CX3CR1 deficiency impairs the recruitment of dendritic cells to the arterial intima and reduces atherosclerotic burden (98.7)

Abstract

Abstract Dendritic cells (DCs) have recently been found in atherosclerosis-predisposed regions of arteries and have been proposed to be causal in atherosclerosis. Our previous studies demonstrated that the chemokine receptor CX3CR1 is associated with arterial injury and atherosclerosis. Here we investigated if DC arterial accumulation was correlated with atherosclerosis and the mechanisms by which CX3CR1 may play a role.
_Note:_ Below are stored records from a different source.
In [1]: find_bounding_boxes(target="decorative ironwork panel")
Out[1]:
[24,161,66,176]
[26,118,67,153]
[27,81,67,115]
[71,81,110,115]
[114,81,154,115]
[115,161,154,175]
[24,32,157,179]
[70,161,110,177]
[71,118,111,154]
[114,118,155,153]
Mouse aortas were isolated and subjected to en face immunofluorescence analysis. We found that DCs were located predominantly in the intimal regions of arterial branch points and curvature. Consistent with the increased accumulation of intimal DCs in aging (2196.2±154) and ApoE−/−aortas (2697.5±214.3) compared to young WT aortas (904±79.5, p=0.004 and 0.05 respectively), the incidence of atherosclerosis was 88.9% for aging and 100% for ApoE−/− mice. CX3CR1 was expressed on intimal DCs, and DC numbers were decreased in CX3CR1−/− aortas (541.1±93.6 vs. 904±79.5 for WT, p=0.0008). CX3CR1-deficiency decreased atherosclerosis in aortas of ApoE−/−mice by 71% (0.41%±0.11% of aorta surface for ApoE−/−/CX3CR1−/− vs. 1.39%±0.02% for ApoE−/−, p=0.00006). Thus, the accumulation of intimal DC increases in aging and ApoE−/− aortas and correlates with the generation of atherosclerosis. CX3CR1-deficiency impairs the recruitment of DC to the aortic wall and markedly reduces the atherosclerotic burden.